Updates with the proper version and component name.
reproduced this again this morning. It appears that this time everyone is stuck waiting for morph-05 to fence morph-02 (the node which was taken down and brought back up). So now morph-02 is stuck trying to join back in and everyone else is stuck in recovery waiting for morph-05 to fence morph-02. However there are no messages in the syslog on morph-05 about it attempting any fence operations on anyone.
Without trying I saw this or something similar myself a couple days ago. I tried many things to reproduce it but couldn't. I added some new debugging data we can collect if it happens again. - fenced now adds an extra line to syslog saying "fencing deferred to <nodeid>" when one of the other nodes is supposed to be doing the fencing. Look for this info next time. - /proc/cluster/sm_debug has some additional info -- it should verify where things are getting stuck. Best, of course, would be to run with debugging output captured to a file "fenced -D > fenced.log" (although this may not be practical if you can't reproduce it very reliably.)

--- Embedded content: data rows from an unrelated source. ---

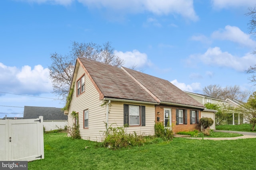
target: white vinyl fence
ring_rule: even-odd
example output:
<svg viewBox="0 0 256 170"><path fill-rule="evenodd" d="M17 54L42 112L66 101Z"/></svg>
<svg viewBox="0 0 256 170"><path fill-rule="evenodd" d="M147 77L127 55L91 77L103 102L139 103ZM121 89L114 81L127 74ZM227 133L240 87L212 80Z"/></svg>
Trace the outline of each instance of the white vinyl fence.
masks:
<svg viewBox="0 0 256 170"><path fill-rule="evenodd" d="M43 117L0 120L0 160L44 159Z"/></svg>

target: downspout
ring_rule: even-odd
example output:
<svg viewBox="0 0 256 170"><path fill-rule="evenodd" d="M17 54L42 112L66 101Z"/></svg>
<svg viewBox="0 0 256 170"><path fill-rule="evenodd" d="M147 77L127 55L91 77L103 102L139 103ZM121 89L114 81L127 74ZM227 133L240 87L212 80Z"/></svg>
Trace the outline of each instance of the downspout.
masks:
<svg viewBox="0 0 256 170"><path fill-rule="evenodd" d="M107 104L106 109L106 121L107 123L107 129L108 128L108 109L109 105L110 103L110 101L108 100L108 102Z"/></svg>

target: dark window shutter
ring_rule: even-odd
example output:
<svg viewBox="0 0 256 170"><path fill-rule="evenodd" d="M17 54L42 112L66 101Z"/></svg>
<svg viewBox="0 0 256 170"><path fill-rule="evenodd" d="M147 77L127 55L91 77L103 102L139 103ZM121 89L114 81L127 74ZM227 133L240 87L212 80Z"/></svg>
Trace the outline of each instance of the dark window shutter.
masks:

This could be related to bz143269, although in that bug _only_ the mount group is stuck in recovery.
Saw this again yesterday. fenced is still sitting in pause() waiting for a signal. SM has started the sg which means the signal should have been sent. Is the signal getting lost somewhere or is fenced missing it, or ... ? I ran "killall -s SIGUSR1 fenced" to deliver the signal manually and fenced correctly woke up, found it needed to fence va04 and forked off fence_manual.
tadpol provided this link which appears to explain this problem precisely: http://www.gnu.org/software/libc/manual/html_node/Pause-Problems.html#Pause%20Problems The fix should be pretty quick.
should be fixed now; using this: http://www.gnu.org/software/libc/manual/html_node/Sigsuspend.html#Sigsuspend (It was never possible to reliably reproduce this, so verifying the fix will probably require just not seeing it for some time.)
Could this bug and bz128059 be related?
Have not seen this issue of all services stuck in recovery lately.